I can't worry about losing it because you can't win if you're afraid to lose.
Fortunately, it's not really my money. If I win next week, I share my winnings with the other people in the other game. If I don't (or won't) play, my seat goes to the next person in line.
And fortunately, I'm ready to play in this tournament. I earned this seat by being consistently good enough in my other game. My good play wasn't luck: I've played six WSOP events for smaller amounts and cashed in four of them.

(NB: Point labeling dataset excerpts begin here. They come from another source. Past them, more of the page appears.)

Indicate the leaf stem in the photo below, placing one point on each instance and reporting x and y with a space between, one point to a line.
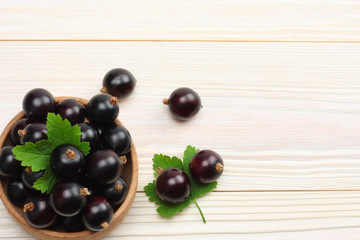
202 215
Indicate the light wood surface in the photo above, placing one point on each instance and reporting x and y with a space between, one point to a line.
280 86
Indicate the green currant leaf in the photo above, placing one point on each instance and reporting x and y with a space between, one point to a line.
165 162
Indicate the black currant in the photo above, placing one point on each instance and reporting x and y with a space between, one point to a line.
34 132
116 192
19 125
38 212
206 166
91 135
37 103
72 110
29 177
102 109
17 192
103 167
119 83
117 139
97 214
73 224
67 161
173 185
9 166
68 198
183 103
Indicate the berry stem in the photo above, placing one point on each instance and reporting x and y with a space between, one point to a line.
202 215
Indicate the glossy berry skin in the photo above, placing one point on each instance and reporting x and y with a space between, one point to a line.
34 132
38 212
67 161
184 103
73 224
116 192
117 139
91 135
97 214
119 83
19 125
102 109
103 167
9 166
206 166
37 103
68 198
17 192
72 110
173 185
29 177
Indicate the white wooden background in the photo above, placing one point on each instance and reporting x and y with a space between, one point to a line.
280 85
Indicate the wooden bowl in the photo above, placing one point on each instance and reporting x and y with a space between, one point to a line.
130 174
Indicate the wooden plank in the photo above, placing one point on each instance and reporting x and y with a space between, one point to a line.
284 116
245 20
275 215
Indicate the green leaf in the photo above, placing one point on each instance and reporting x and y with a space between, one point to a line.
165 162
34 155
197 189
61 132
46 182
164 209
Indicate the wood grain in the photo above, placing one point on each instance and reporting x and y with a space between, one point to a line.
284 116
204 20
288 215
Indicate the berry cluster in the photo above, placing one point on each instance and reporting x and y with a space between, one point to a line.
89 187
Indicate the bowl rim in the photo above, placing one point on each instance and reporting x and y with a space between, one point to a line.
119 215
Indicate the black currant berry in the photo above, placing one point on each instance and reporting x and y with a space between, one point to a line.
9 166
68 198
119 83
183 103
102 109
91 135
116 192
173 185
103 167
17 192
97 214
19 125
67 161
72 110
34 132
38 212
73 224
117 139
206 166
37 103
29 177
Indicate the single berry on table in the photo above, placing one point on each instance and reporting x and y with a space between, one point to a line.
67 161
68 198
37 103
17 192
38 212
206 166
19 125
184 103
102 109
117 139
9 166
72 110
173 185
119 83
97 214
34 132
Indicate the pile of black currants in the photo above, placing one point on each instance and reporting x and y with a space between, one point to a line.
90 187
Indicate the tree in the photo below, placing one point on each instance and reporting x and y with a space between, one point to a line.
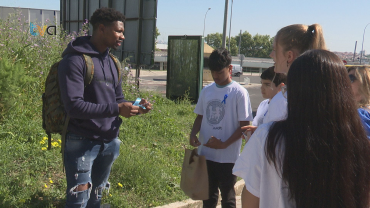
258 46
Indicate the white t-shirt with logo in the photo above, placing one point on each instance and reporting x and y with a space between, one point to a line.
260 177
222 109
278 108
261 112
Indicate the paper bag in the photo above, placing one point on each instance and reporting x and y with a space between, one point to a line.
194 176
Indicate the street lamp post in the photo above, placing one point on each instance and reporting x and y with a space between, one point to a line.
231 16
205 20
363 37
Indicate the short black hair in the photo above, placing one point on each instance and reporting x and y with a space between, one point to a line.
269 74
106 16
219 59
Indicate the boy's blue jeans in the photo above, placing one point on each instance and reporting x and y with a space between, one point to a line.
88 162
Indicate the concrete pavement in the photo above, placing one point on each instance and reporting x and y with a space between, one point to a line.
156 80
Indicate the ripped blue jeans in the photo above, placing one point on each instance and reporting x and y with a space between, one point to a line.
88 162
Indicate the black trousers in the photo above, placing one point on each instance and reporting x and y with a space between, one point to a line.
220 176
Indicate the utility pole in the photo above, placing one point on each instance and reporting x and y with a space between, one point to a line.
225 24
240 40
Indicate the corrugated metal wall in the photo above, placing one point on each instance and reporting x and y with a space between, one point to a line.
140 25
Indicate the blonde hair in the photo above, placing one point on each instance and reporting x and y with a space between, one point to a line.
362 74
300 38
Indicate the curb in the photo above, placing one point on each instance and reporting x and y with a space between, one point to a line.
189 203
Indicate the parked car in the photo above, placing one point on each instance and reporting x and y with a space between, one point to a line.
237 70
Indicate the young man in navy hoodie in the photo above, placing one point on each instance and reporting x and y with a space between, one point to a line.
92 142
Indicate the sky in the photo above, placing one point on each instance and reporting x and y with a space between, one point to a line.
343 21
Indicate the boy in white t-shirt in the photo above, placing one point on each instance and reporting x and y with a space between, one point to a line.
271 85
223 108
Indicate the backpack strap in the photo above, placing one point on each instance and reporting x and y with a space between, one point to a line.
89 69
118 66
87 80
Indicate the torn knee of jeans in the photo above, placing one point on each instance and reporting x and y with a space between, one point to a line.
74 190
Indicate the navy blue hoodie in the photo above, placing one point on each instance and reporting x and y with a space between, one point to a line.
93 109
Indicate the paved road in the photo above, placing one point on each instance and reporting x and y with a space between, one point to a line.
156 80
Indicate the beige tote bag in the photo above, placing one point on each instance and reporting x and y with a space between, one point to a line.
194 175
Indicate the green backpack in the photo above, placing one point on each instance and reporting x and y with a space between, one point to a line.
54 118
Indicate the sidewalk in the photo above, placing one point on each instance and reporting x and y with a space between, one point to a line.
198 204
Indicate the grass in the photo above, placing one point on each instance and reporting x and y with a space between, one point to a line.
146 174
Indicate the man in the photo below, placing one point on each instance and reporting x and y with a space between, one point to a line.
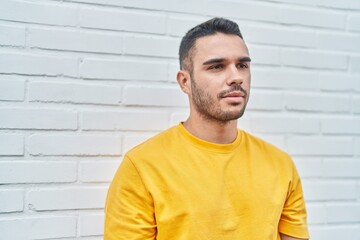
205 179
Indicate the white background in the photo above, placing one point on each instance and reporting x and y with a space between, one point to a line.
83 81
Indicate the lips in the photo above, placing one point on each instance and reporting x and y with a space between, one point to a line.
234 94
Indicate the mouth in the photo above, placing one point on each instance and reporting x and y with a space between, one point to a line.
234 94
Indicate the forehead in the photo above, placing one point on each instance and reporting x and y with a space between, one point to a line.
219 45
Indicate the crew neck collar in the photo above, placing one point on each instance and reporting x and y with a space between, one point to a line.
210 146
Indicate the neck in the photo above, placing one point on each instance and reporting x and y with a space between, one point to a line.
212 131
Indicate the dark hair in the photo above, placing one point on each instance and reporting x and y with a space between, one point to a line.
207 28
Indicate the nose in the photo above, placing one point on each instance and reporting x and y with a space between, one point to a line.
234 75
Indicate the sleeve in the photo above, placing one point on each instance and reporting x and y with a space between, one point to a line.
129 210
293 218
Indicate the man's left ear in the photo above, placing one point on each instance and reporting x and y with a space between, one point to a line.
183 79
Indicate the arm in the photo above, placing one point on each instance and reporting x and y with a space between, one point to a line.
129 211
286 237
293 218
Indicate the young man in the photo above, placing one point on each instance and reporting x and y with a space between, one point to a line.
204 178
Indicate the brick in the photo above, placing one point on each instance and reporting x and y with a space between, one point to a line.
341 168
37 64
159 4
276 140
265 100
186 6
122 20
309 167
330 41
345 4
178 26
355 102
154 96
357 146
12 89
151 46
329 190
75 93
284 79
12 36
98 171
11 144
77 145
131 141
284 124
297 2
313 59
244 10
37 172
72 40
31 12
244 123
91 225
330 146
317 102
278 36
341 125
355 83
354 22
173 69
313 17
32 118
316 213
67 198
124 70
124 120
355 64
178 117
330 82
11 200
264 55
335 232
38 227
343 213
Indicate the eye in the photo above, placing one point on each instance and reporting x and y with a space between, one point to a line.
242 65
216 67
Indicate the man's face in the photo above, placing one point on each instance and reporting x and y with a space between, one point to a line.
220 80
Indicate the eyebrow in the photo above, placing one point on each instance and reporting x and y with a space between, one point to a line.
219 60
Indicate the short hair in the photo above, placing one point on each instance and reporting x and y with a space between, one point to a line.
210 27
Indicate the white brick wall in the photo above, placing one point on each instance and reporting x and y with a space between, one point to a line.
83 81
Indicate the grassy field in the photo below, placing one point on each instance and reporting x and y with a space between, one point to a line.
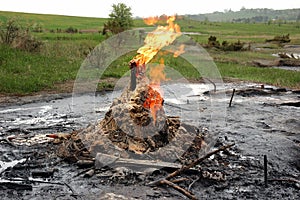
62 53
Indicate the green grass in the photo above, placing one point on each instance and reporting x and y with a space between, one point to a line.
62 54
56 21
23 73
278 77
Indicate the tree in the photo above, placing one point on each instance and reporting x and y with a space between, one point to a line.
120 19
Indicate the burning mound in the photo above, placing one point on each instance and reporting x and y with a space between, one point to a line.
136 121
130 125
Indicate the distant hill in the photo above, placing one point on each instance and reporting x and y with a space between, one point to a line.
250 15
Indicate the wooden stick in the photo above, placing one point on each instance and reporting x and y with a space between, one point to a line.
266 170
179 189
233 91
110 160
290 180
132 75
198 161
193 164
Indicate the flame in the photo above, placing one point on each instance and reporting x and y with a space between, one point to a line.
162 36
151 20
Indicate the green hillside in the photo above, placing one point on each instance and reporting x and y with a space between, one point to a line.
55 21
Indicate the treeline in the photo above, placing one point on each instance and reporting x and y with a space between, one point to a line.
250 15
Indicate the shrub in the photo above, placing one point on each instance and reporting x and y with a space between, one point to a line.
71 30
14 35
9 31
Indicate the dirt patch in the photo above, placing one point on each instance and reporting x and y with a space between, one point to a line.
259 123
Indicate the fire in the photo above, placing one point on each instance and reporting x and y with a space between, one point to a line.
162 36
151 20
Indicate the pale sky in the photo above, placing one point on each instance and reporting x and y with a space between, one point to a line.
141 8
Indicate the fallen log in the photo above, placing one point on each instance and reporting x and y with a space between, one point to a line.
103 160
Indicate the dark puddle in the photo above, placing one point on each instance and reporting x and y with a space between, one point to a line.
260 122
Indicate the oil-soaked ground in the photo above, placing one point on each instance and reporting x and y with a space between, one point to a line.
260 122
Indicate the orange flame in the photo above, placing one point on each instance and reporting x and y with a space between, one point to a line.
162 36
151 20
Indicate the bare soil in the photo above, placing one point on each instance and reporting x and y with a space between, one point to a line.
260 122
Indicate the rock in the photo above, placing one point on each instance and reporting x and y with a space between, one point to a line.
103 160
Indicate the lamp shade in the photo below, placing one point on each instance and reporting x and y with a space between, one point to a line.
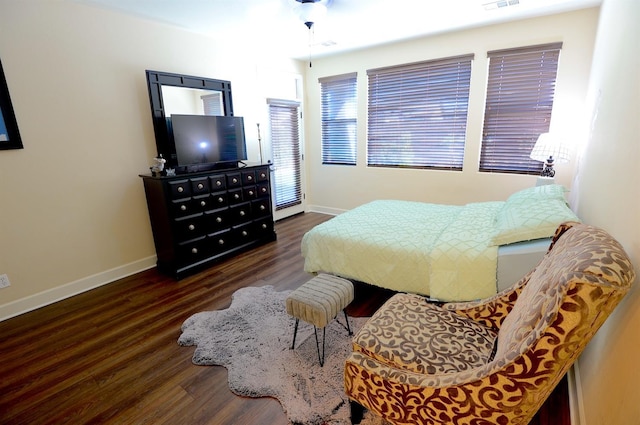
547 147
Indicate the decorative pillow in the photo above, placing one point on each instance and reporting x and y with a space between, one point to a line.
532 213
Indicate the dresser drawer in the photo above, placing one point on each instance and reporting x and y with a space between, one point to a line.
199 186
234 180
262 175
190 227
248 177
244 234
240 213
249 192
263 189
217 220
219 200
217 182
235 196
179 189
261 207
183 207
220 242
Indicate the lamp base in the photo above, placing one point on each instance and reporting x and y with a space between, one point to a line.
547 169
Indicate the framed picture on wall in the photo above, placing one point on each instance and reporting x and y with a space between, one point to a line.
9 134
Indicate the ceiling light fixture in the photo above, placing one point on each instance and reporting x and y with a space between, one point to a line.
310 11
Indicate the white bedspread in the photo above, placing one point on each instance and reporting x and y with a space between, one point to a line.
442 251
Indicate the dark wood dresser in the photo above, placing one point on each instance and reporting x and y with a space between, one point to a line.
201 218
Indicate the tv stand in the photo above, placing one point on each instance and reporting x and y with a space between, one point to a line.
201 218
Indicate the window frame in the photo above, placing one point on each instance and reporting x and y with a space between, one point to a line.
519 101
402 97
339 119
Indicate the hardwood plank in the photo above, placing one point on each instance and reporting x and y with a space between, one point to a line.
110 355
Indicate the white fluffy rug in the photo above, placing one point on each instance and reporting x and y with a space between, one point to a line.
252 339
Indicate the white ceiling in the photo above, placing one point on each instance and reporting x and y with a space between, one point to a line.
348 24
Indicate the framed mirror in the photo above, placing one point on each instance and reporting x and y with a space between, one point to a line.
183 94
9 134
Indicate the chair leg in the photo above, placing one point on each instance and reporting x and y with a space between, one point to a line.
295 332
324 333
347 320
357 412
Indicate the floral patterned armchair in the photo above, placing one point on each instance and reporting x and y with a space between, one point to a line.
493 361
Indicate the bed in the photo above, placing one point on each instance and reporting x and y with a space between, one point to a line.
446 252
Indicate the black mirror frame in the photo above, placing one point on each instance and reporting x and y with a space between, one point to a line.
9 117
155 81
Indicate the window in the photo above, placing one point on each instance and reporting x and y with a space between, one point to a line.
285 145
520 92
339 119
418 114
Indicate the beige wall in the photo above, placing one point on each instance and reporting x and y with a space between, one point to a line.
607 186
361 184
73 212
72 207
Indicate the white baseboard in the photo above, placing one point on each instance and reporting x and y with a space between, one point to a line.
576 400
50 296
324 210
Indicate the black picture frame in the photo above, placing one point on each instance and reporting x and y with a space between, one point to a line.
9 134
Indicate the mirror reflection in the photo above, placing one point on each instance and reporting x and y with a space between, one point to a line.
188 101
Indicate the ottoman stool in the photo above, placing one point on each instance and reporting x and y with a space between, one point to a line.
318 302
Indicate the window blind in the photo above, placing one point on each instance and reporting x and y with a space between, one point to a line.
519 102
285 144
417 114
339 119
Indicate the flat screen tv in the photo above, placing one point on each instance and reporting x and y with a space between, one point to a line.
205 142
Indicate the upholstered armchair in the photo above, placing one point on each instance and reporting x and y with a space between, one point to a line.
493 361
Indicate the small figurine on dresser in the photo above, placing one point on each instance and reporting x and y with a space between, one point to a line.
158 167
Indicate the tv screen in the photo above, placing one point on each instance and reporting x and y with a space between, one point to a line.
206 139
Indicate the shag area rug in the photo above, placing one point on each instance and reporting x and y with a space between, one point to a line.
252 339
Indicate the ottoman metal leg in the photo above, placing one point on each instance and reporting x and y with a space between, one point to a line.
295 332
324 333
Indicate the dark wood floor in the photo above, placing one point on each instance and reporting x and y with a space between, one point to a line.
110 355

That means that in 66 percent of the events, I have finished in the top 15 percent, and I actually made the final table in one of them.
I can do this.
To prepare, I'm falling back on my touchstones from the other WSOP tournaments I've cashed in. I will be wearing a new black suit and new black tie with a white shirt and Texas flag cufflinks. I will have my lucky card protector.
And I will, as I have done in years past, live-blog the game to keep my thoughts organized and to keep my imagination from getting too frisky as the hours slog on. Boredom - and poker tournaments are really boring - leads to playing marginal hands, and playing marginal hands is what gets you bounced. Taking notes for the blog keeps me occupied in a good way.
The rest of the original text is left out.